И вот они были вместе, муж и жена, теперь уже по-настоящему. В ванной, в мыльной воде, покрытые пеной. Корделия прижалась затылком к плечу Джеймса, подняла голову, чтобы поцеловать его подбородок.
– Знаешь, есть вещи, которые мы должны с тобой обсудить, – заметила она.
Джеймс напрягся, потом набрал в руку пены и осторожно положил ей на макушку.
– Например, какие?
– То, что произошло сегодня, – ответила она. – На собрании, после того как мы с Кристофером ушли.
Джеймс вздохнул и обнял ее.
– Мои родители отправятся в Идрис. А с ними Шарлотта, Генри и мои дядюшки и тетушки. А также дядя Джем. Их будут допрашивать при помощи Меча Смерти. Это, конечно, неприятно, но зато они смогут доказать свою невиновность.
– Они все покидают Лондон? – Корделия вздрогнула. – А как же Томас, Мэтью и Кристофер…
– Все они должны завтра собраться в Институте, – объяснил Джеймс. – Томас и Анна достаточно взрослые для того, чтобы жить дома без родителей, но они, скорее всего, тоже переедут в Институт, потому что вместе веселее. На эти несколько дней кого-нибудь назначат временным руководителем Института – я бы хотел, чтобы это был Томас, но, скорее всего, мы получим кого-нибудь вроде Мартина Уэнтворта.
– Что ж, – пробормотала Корделия. – Если все соберутся под одной крышей, тебе будет проще рассказать о браслете. Все твои друзья сильно волновались за тебя, Джеймс. Они будут рады узнать о том, что произошло на самом деле и что ты свободен.

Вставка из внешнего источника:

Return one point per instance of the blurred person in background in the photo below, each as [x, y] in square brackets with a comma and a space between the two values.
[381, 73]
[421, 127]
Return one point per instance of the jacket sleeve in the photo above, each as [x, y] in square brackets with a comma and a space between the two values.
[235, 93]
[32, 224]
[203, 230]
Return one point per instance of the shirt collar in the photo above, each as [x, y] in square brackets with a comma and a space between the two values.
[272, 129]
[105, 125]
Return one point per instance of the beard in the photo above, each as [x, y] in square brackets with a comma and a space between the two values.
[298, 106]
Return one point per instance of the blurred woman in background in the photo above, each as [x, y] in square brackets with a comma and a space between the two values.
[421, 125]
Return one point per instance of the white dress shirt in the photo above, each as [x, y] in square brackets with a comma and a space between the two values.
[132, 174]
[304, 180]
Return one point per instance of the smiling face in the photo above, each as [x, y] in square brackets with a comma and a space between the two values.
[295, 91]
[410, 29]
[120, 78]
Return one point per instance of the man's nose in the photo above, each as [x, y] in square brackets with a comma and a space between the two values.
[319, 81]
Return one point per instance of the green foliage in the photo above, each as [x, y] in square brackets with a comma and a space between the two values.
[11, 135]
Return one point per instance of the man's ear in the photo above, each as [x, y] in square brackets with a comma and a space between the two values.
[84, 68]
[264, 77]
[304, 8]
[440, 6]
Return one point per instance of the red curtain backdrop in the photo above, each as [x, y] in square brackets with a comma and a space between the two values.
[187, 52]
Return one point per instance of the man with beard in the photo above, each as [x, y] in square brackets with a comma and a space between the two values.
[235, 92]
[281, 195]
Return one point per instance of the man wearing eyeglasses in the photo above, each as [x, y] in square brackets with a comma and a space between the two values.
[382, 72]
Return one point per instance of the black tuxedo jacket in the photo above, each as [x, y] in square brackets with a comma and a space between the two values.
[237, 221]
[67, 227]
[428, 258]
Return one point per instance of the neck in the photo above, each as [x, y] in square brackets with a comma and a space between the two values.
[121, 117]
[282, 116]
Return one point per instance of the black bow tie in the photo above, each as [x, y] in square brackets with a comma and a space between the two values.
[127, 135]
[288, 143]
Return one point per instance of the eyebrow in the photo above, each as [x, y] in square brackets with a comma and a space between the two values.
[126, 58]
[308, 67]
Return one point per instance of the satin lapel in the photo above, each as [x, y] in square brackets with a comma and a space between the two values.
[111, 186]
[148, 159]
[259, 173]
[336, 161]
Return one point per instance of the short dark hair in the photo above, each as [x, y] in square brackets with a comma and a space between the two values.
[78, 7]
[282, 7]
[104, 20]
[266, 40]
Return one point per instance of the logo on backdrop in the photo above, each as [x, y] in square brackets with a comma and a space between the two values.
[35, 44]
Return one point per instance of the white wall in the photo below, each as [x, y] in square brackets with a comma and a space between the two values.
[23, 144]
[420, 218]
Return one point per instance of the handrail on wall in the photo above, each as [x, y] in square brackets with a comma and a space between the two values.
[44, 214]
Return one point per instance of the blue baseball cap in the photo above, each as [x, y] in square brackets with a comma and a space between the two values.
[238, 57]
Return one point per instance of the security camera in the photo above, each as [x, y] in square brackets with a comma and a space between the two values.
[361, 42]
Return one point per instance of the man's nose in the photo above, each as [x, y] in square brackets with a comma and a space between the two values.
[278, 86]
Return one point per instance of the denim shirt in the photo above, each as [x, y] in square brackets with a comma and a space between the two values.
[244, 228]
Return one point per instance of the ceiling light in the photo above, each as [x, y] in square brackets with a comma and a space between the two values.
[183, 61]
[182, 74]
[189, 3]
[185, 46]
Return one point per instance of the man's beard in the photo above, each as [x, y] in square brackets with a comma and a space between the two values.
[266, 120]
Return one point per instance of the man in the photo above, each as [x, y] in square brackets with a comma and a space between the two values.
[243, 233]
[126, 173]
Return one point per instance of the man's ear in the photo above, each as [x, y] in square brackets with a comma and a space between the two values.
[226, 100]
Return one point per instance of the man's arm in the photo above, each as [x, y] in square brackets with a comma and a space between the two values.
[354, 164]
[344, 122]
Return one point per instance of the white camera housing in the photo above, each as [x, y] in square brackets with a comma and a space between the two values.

Джеймс наклонился вперед и включил горячую воду.
– Я знаю, что должен им сказать, – ответил он. – Ложь и утайки никогда не приносили мне ничего, кроме несчастья. Но что они подумают обо мне, когда услышат эту историю?
– Они разгневаются на тех, кто причинил тебе это, – сказала Корделия и погладила его по щеке. – И будут гордиться тобой, потому что ты оказался сильнее врагов.
Он покачал головой. Его мокрые волосы напоминали черный блестящий шлем, высыхающие пряди завивались на лбу, над ушами.
– Но когда я буду рассказывать… Даже зная, что рассказ принесет мне облегчение… Описывая все это, я буду заново переживать все, что со мной было. Как я был ее рабом.
– Это самое страшное, – согласилась Корделия. – Мне трудно это понять, но все же я примерно представляю, о чем ты говоришь, – я чувствовала почти то же самое, когда Лилит контролировала мое тело. Я не имела собственной воли. Это жестоко, бесчеловечно. Прости меня, Джеймс. Я с такой готовностью поверила, что ты любишь другую, что никогда не полюбишь меня, и я была слепа…
Она развернулась так, чтобы смотреть ему в лицо. Не сразу смогла устроиться, но потом уселась к нему на колени. Влажные волосы скрывали ее спину, как плащ, и девушка подумала, что у нее, наверное, на лице осталась мыльная пена.
Но Джеймс ничего не сказал. Он провел кончиком пальца по ее обнаженному плечу, любуясь ее телом.
– Ты не могла этого знать, Маргаритка. Браслет обладал большой силой; насколько я понимаю, он околдовывал не только меня, но и тех, кто меня окружал.